In truth, this scheme has come at least twenty years too early. While it’s an unavoidable fact that our population is aging, that people are living longer and birth rates are dwindling at an alarming rate, we’re simply not at the stage where we can effectively utilise those approaching their seventh decade, not yet anyway. Those currently in work have lived through much harder times than the feckless lot who will follow them, and the majority of those who aren’t have been left behind by a rapidly evolving economy. But when there’s figures to be fiddled, and live registers to be announced, none of that really matters.
A life full of memories
Death, the physical act of dying, of breathing my last, is not something I’m afraid of. The implications, however, terrify me. The thought of leaving this earth without having done all that I wanted to do, without fulfilling my ambitions, haunts me. More than that though, what really scares me, is dying alone. Imagine having no one to mourn you, no one to put flowers on your grave, no one to remember you when you’re gone? That, to me, is the ultimate fear, the one thing I hope to avoid.
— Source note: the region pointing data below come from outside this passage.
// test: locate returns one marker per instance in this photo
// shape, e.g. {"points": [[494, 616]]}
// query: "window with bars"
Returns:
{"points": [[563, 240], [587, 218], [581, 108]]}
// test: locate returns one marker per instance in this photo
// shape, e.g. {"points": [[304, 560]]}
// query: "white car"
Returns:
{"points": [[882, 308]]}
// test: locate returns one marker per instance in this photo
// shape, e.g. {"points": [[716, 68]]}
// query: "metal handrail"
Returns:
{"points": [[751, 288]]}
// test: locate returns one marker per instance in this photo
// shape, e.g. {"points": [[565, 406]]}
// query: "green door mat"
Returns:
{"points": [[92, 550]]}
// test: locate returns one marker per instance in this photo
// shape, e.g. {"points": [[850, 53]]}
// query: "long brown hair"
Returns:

But it happens every day. It happened to one of our own just last month. A Mr John Joseph O’Brien, aged 73, died in Manchester on August 9 and, after appeals to trace his family came to nought, one final plea was sent out on his behalf. It asked that members of Manchester’s Irish community attend Mr O’Brien’s funeral on Wednesday, September 27, as “no mourners are expected.”
Mercifully the request gained some traction on social media and, as a result, this lone Irishman will have a send-off to match with the best of them. None of those in attendance will be able to recall the things which made John the person he was, there’ll be no anecdotes, no retelling of madcap misdemeanours or ribald adventures, but there will at least be a service, a ceremony to honour his life.
It makes you think though, doesn’t it? At one point John was like any one of us; a young man in his prime surrounded by friends and family, a carefree child running amok in the school playground. Back then he would never have thought that when his time came there wouldn’t be single soul around to shed a tear at his passing. So, if you know someone like John, or even think you might do, someone who doesn’t appear to have anyone, for God’s sake keep an eye on them. And if the worst happens, shed that tear, shed bucketloads. It’s the least they deserve.
Footnote: Since this article went to print the family of Mr O’Brien have been located and have asked that his funeral be a private affair.